Arbitrage is waiting for a model to post scores that show MMC and correlation clearly behaving in uncorrelated ways. He thinks a model that can accomplish that would be really interesting. The risk he sees in chasing MMC at the moment is that even if you have a really high MMC, you can still be punished because of the way MMC payouts are calculated.
As for strategies, Arbitrage speculated that one possible strategy for MMC might be mixing in predictions from a completely different kind of model with those generated by your production model, "like adding a linear model in some kind of weighted scheme to your interactive model of choice."
Are the live targets we are scored on the actual ranking values, or also obfuscated before calculating the scores?
Arbitrage speculated that our predictions are scored like a probability. Data scientists give float values as predictions, ranging from 0 to 1, and predictions they're not really sure about end up at .5. He said if you look at the tails, top and bottom, and pretended that was a portfolio of a long and a short, you can kind of see how you would do with regards to performance. "For our actual results," he said, "you take our predictions, put them in a rank from high to low, and then take the actual stocks and see how they did ranked high to low, and compare how similar those are. That's your scoring metric."
Mike P added that the live targets are calculated exactly the same as the training targets and they are related to stock performance in some way, but a very abstracted way.
"It is a Richard Craib creation, so it's going to be a little funky," Arbitrage said, "and I mean that with all due respect."
Mike P: It is on my list for maybe later this quarter to write some more example code and example prediction-type stuff. I'm not sure if it will be the Master Key code, but it will be some simple neural net.
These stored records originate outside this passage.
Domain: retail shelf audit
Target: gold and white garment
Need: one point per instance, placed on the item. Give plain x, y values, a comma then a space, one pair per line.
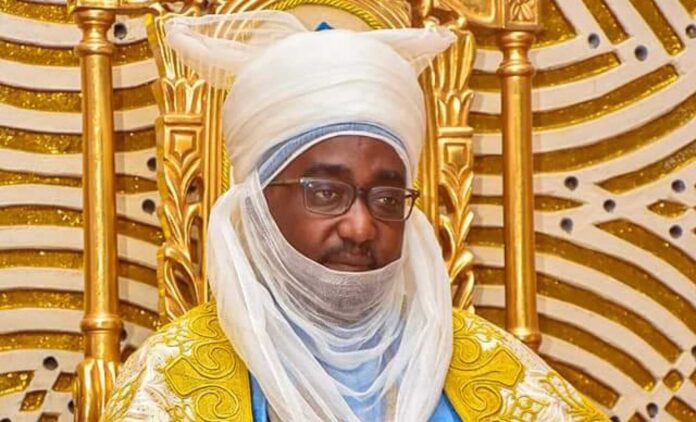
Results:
189, 371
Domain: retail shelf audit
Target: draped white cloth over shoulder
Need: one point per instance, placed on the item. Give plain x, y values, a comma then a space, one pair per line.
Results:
303, 330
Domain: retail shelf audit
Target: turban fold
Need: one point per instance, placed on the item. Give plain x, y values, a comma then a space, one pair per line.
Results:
323, 345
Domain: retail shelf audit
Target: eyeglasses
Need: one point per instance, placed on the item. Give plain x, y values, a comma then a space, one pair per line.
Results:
331, 197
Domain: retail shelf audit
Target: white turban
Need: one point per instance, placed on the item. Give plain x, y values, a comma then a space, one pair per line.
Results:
292, 83
323, 345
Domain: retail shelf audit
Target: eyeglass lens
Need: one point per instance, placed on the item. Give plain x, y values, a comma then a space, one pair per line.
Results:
335, 198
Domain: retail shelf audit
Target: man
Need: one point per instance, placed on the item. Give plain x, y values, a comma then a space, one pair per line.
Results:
332, 302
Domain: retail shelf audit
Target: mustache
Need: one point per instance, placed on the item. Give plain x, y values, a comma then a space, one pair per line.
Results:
350, 249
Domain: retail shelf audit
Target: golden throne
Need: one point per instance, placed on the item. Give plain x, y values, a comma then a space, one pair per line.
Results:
193, 170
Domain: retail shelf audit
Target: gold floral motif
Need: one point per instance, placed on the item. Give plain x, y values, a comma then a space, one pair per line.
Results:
522, 408
207, 369
478, 376
32, 401
446, 176
123, 395
577, 405
13, 382
522, 10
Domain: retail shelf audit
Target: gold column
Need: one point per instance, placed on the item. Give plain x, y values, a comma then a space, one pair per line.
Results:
101, 324
516, 73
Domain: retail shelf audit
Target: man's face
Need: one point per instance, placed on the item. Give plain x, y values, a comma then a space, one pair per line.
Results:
354, 241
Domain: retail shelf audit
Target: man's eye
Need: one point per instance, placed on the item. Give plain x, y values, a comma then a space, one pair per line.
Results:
326, 194
390, 201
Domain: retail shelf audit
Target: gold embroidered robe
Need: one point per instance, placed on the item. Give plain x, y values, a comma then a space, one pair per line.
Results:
188, 371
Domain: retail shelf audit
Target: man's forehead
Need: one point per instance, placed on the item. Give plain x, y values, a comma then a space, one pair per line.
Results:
352, 156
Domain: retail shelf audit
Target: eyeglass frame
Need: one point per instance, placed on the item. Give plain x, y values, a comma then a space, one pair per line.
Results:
357, 192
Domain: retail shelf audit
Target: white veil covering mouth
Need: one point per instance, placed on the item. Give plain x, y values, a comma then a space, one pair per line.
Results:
303, 329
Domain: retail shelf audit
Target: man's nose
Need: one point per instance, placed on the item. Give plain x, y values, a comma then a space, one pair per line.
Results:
357, 224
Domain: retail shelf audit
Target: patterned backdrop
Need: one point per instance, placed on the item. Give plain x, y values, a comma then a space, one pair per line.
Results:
41, 240
615, 162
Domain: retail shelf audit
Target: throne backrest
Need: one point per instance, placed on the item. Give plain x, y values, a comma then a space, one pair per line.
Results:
194, 169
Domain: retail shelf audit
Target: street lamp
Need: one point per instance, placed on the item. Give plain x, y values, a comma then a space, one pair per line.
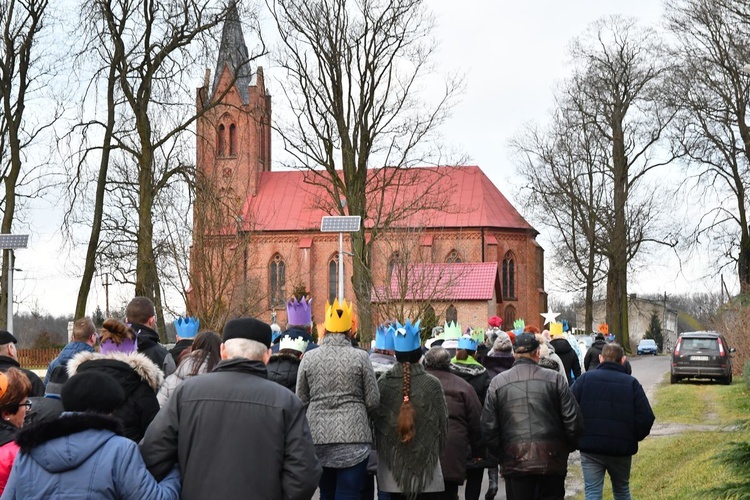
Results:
340, 224
11, 242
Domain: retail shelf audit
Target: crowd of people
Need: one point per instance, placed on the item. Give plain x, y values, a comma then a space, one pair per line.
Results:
270, 413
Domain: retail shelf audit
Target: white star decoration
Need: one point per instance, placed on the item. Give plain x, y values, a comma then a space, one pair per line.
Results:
550, 317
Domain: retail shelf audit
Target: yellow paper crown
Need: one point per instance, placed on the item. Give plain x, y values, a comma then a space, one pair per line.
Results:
338, 317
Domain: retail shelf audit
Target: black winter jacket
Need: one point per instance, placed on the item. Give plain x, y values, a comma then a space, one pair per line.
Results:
616, 411
235, 435
571, 363
139, 378
531, 420
282, 368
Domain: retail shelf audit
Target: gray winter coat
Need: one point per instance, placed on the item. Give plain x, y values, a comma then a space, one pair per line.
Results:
235, 435
336, 382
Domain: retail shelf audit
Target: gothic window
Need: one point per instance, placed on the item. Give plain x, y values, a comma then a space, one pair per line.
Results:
394, 261
509, 317
509, 276
453, 257
233, 140
221, 141
451, 314
277, 281
333, 278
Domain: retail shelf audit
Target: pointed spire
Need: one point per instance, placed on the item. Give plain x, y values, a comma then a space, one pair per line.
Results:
233, 53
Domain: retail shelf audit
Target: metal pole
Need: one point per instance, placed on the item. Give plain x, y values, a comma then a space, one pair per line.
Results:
9, 323
341, 267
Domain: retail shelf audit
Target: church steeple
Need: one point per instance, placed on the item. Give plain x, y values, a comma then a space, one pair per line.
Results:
234, 55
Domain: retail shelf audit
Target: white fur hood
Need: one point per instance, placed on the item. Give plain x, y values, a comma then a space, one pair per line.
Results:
142, 365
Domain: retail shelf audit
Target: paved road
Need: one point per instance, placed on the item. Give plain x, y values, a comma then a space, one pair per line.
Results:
649, 370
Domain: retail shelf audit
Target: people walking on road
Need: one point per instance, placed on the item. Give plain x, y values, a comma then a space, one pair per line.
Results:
531, 422
137, 375
141, 316
411, 423
234, 433
464, 412
201, 356
84, 339
617, 415
83, 453
337, 385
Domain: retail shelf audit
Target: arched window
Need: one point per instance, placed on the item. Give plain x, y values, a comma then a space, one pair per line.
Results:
233, 140
333, 278
453, 256
277, 281
509, 317
509, 276
394, 261
221, 141
451, 314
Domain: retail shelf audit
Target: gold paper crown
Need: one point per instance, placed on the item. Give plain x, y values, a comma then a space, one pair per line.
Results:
338, 317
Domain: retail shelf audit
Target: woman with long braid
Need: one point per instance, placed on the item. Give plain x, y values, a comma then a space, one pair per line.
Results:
411, 423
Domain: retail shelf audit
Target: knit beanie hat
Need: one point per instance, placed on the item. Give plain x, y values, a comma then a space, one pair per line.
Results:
92, 391
247, 328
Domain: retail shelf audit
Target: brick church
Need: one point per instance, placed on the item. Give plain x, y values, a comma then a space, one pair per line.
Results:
257, 237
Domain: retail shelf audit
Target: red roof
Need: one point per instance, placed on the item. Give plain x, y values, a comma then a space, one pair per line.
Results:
442, 281
447, 197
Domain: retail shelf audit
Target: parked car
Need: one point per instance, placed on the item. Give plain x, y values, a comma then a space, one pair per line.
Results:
702, 355
647, 346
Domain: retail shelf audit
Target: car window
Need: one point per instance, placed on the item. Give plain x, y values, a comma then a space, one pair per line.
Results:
693, 345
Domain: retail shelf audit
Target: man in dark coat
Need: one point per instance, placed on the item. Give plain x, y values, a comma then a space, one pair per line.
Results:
263, 448
464, 411
617, 415
571, 363
141, 316
9, 359
531, 422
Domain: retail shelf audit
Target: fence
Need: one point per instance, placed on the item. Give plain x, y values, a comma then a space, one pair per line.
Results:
37, 359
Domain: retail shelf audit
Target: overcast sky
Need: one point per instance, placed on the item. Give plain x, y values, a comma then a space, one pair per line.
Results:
512, 55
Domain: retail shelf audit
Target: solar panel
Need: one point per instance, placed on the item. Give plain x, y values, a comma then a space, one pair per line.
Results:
340, 223
12, 241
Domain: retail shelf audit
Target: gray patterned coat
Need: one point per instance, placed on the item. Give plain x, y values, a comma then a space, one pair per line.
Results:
336, 383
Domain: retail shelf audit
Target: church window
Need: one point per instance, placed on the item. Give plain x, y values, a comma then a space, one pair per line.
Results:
333, 278
509, 276
233, 140
277, 281
451, 314
509, 317
394, 261
221, 146
453, 257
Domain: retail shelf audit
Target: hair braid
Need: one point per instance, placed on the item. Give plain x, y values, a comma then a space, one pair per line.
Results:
405, 424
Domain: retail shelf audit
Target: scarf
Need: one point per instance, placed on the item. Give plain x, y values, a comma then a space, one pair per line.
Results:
412, 464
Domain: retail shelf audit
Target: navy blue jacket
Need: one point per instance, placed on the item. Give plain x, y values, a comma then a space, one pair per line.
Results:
616, 411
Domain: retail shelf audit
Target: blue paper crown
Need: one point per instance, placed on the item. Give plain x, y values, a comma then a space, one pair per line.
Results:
187, 327
384, 337
406, 336
467, 342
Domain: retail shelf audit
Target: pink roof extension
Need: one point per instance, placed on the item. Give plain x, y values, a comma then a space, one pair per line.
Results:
461, 197
454, 281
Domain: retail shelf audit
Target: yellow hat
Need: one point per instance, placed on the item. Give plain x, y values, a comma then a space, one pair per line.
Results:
338, 317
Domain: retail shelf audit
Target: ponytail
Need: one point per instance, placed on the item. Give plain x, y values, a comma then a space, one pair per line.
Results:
405, 425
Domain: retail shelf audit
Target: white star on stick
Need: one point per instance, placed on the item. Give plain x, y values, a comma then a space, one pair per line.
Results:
550, 317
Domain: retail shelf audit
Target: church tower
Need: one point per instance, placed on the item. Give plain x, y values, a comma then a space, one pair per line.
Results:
234, 133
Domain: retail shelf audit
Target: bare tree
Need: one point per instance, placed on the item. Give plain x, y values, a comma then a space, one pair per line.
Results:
23, 75
152, 52
710, 93
353, 73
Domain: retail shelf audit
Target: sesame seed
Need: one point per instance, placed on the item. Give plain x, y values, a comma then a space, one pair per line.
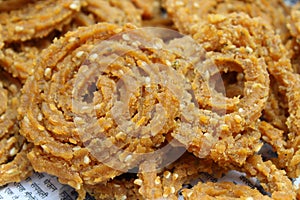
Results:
147, 80
128, 158
157, 180
79, 54
13, 151
10, 140
48, 72
75, 5
167, 174
41, 128
138, 182
93, 57
179, 3
77, 148
175, 176
173, 190
86, 159
124, 197
125, 37
237, 118
72, 39
19, 28
40, 117
249, 49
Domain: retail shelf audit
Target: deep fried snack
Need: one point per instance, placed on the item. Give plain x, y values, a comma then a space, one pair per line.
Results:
239, 31
19, 59
234, 150
119, 188
168, 182
276, 111
185, 13
222, 190
149, 8
116, 86
113, 11
275, 137
293, 21
8, 5
14, 165
219, 116
273, 181
46, 111
28, 23
271, 178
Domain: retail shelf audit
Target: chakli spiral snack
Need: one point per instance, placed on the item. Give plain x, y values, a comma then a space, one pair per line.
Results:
14, 165
8, 5
218, 116
167, 183
26, 30
187, 12
222, 190
36, 20
113, 11
238, 33
116, 86
119, 188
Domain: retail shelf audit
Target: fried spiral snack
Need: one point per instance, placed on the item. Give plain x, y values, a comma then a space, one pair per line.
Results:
112, 11
222, 190
28, 23
238, 33
14, 165
121, 91
168, 182
188, 12
29, 29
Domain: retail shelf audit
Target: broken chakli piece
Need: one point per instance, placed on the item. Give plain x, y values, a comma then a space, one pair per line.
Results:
14, 165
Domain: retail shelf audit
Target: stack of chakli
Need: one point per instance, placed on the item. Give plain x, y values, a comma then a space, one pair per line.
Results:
137, 99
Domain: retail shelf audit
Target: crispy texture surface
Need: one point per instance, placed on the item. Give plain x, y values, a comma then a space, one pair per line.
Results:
14, 165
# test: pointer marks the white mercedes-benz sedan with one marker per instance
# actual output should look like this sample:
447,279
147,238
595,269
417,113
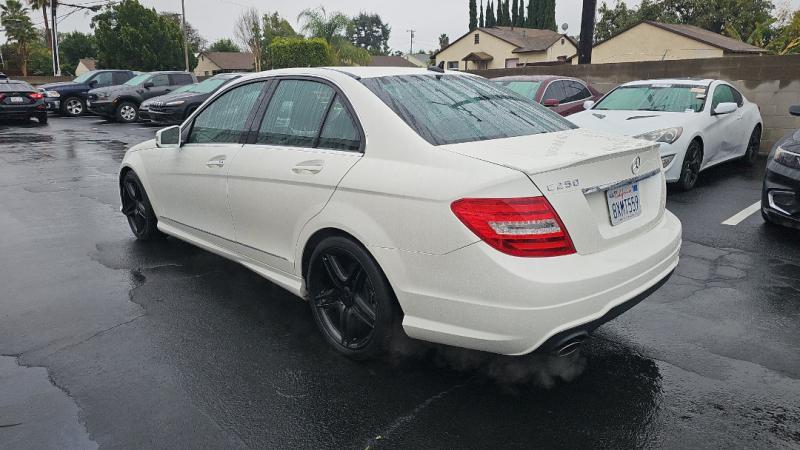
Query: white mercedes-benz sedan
409,200
696,123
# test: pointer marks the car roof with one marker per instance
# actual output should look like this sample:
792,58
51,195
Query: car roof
689,81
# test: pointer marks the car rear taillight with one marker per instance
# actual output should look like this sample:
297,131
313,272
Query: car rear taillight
527,226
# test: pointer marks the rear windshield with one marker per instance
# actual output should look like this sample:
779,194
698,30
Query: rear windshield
16,86
449,109
526,89
655,97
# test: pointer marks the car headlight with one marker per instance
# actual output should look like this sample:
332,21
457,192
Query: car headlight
787,158
666,135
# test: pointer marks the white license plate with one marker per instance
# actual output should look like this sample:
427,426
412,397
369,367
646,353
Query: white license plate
623,203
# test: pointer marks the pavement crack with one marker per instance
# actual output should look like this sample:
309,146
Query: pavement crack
407,418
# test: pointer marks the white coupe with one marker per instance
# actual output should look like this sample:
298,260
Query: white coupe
697,123
411,200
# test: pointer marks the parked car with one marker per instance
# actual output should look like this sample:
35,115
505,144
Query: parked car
176,106
697,123
69,98
780,197
121,103
395,197
20,100
563,95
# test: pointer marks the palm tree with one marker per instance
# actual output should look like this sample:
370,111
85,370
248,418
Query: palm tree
331,27
19,28
43,5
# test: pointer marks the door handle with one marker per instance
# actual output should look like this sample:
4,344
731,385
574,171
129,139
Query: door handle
216,162
312,167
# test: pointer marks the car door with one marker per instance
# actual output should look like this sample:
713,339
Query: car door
192,180
725,131
300,148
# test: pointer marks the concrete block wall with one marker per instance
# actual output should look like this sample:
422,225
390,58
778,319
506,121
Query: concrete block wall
772,82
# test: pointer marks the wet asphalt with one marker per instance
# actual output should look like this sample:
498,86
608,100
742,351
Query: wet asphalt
110,342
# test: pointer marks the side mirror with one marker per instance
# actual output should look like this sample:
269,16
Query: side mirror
725,108
169,137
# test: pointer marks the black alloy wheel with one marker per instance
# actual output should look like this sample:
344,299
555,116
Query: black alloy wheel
137,209
350,299
690,171
753,145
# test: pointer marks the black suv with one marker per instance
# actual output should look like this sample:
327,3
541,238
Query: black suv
176,106
122,102
69,98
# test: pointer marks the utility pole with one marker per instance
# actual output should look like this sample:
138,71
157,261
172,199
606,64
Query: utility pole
54,30
185,40
411,49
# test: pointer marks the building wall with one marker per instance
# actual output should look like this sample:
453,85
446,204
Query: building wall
646,42
771,82
500,50
205,67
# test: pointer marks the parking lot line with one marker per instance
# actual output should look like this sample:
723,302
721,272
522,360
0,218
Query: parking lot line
737,218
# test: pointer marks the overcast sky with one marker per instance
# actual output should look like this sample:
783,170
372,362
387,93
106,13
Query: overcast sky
430,18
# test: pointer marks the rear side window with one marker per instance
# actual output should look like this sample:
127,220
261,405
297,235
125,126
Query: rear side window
179,79
339,131
295,113
224,120
448,109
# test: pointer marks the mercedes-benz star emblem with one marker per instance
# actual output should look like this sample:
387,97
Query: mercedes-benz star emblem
637,164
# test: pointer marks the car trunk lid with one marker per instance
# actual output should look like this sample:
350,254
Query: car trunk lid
575,170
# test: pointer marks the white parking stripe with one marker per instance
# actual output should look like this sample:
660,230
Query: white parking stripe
737,218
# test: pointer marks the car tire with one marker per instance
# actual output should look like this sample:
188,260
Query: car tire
690,168
127,112
351,300
73,107
137,209
753,145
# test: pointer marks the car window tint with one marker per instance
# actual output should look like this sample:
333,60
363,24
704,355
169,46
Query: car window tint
339,131
160,80
224,120
295,112
179,79
722,94
554,91
104,79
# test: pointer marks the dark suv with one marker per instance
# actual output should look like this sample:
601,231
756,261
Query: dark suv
69,98
122,102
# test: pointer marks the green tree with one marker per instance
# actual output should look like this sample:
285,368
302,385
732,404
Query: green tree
19,30
134,37
72,47
331,27
473,15
223,45
300,52
368,31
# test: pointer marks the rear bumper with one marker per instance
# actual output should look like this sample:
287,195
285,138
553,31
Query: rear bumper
479,298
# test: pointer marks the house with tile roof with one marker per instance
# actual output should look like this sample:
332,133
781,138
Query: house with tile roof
656,41
504,47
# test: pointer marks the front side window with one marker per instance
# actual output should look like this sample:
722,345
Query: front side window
654,97
449,109
295,113
225,119
339,131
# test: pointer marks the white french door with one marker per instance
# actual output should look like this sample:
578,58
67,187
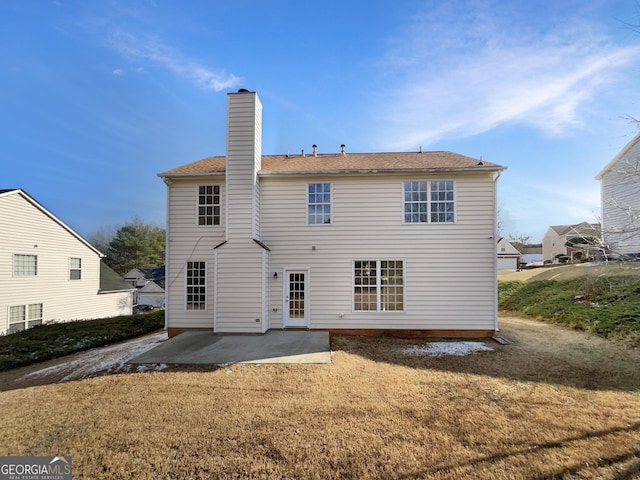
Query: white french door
296,298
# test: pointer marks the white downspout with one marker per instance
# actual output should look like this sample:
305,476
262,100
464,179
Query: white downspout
495,249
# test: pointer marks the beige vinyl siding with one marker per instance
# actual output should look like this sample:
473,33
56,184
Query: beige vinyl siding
620,187
243,162
450,267
240,305
26,229
188,241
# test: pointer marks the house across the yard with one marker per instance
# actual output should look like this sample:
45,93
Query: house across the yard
554,242
620,199
361,242
49,273
149,285
508,255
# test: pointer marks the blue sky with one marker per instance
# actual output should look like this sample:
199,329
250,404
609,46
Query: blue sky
97,97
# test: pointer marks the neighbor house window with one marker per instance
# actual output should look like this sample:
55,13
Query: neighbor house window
429,202
25,265
319,203
378,285
22,317
75,268
196,286
209,205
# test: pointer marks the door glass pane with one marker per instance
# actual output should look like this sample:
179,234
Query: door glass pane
296,295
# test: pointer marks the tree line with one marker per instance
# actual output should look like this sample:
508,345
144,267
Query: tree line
135,244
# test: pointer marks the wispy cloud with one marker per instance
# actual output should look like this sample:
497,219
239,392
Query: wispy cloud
151,51
448,78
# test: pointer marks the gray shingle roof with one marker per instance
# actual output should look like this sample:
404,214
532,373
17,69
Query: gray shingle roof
348,163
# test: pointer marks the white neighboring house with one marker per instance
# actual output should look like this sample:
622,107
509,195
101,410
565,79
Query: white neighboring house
508,255
49,273
352,242
555,240
620,200
149,285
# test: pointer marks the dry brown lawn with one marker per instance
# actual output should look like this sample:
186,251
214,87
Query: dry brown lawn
553,404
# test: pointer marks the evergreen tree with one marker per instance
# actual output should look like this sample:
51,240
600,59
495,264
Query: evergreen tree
136,244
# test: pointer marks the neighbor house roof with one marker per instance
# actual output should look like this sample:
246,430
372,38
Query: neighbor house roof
583,228
347,163
111,281
36,204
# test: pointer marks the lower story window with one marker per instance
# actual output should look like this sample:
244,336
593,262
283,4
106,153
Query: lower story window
196,286
378,285
22,317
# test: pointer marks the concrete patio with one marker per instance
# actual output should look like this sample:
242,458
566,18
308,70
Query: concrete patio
205,348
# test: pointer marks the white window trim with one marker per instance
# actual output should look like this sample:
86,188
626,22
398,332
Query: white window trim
379,285
71,268
206,286
26,319
429,222
13,265
213,225
306,198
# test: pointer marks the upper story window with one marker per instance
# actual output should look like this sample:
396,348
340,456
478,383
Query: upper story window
75,268
429,202
209,205
319,204
25,265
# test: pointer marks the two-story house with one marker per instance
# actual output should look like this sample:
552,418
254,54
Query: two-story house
620,200
48,272
357,242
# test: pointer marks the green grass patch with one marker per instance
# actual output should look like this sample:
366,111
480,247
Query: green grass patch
605,305
59,339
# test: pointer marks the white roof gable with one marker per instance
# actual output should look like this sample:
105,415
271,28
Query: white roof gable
620,155
32,201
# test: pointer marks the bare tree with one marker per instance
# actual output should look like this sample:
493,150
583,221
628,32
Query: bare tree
101,238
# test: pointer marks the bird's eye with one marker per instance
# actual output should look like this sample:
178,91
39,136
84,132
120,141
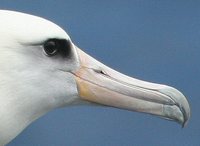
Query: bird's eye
51,48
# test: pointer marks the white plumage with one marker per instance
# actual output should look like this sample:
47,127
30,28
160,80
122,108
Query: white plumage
33,83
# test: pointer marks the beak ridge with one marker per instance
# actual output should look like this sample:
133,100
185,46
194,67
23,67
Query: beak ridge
100,84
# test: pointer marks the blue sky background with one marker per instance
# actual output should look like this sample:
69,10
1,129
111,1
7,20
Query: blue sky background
157,41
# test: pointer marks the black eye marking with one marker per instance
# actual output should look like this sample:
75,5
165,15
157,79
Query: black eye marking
54,47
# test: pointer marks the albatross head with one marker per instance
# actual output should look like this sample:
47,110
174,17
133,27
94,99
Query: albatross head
41,69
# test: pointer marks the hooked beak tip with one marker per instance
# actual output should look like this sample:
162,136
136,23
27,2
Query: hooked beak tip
181,113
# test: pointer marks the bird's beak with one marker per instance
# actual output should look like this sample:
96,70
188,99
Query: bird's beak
100,84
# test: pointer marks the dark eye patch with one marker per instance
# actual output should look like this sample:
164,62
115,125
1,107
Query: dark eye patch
53,47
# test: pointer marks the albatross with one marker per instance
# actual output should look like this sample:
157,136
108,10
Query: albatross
41,69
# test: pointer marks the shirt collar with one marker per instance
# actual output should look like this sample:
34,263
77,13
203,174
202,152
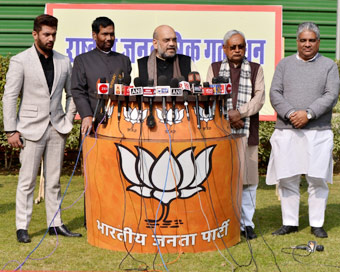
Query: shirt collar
310,60
104,52
41,55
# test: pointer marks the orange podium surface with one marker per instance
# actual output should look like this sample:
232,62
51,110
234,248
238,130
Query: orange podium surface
173,188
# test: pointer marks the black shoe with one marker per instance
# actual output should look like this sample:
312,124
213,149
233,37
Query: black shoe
248,233
285,230
22,236
319,232
62,230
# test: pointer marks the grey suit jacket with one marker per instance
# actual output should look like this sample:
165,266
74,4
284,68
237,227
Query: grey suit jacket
26,78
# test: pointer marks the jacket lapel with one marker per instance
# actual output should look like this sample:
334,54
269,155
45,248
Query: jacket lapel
57,72
36,64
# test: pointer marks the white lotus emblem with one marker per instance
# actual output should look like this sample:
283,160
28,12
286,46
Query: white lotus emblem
152,177
134,115
204,117
179,114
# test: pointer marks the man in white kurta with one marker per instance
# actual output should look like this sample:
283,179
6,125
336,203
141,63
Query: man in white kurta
304,90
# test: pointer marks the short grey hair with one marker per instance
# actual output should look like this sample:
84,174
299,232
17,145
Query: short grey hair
310,26
231,33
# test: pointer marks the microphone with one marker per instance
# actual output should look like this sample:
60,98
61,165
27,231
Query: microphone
195,80
206,90
312,246
127,87
138,91
163,90
118,88
185,86
102,89
150,92
174,91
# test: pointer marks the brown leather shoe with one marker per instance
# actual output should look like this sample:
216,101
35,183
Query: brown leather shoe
22,236
285,230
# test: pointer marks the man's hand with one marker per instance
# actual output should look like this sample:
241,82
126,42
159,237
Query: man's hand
86,125
14,140
299,119
237,125
234,116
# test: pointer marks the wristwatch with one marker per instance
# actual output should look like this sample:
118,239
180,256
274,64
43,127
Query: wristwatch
309,115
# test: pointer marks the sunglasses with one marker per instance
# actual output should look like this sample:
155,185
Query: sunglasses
238,46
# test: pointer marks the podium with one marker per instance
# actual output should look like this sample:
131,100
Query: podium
172,188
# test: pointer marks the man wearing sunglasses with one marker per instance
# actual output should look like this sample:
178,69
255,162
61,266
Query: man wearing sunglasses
304,90
243,112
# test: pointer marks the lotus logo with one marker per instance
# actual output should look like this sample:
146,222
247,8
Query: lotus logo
134,115
179,114
149,177
204,117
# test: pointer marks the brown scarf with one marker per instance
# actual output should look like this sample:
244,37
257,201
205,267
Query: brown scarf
152,67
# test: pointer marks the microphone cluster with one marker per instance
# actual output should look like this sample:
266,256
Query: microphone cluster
176,88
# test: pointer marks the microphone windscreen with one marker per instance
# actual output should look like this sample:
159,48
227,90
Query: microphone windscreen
221,79
194,78
181,78
137,82
174,83
150,82
162,81
127,80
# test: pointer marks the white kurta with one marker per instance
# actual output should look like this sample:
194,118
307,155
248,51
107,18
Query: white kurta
300,151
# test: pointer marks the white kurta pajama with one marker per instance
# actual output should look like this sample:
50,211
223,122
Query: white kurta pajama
311,86
296,152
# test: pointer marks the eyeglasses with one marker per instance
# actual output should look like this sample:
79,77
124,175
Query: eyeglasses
238,46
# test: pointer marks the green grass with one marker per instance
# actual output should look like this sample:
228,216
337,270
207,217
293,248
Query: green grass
77,255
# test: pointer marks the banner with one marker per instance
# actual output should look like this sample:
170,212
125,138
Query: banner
200,30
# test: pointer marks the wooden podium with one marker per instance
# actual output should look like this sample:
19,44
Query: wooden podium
173,188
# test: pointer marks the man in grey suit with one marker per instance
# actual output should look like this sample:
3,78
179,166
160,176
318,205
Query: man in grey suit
38,75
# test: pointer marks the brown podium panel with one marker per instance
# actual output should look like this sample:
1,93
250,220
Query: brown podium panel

Richard said that it was Numerai's responsibility to give data scientists a pipeline of sorts that will get them to a decent result, and it's up to everybody else to make it better, "simply because we're all unwilling to give away our secret sauce," Arbitrage said.
How can one successfully implement one of these auto-ML-like strategies with Numerai's data?
According to Arbitrage, just figure out how to input the data. He mentioned ML Jar (OG user), but is also the name of an automated pipeline. These strategies were performant years ago, and do work. Arbitrage said that the user ML Jar posted in the data science channel of Rocket.Chat some of the things they were working on and some example code.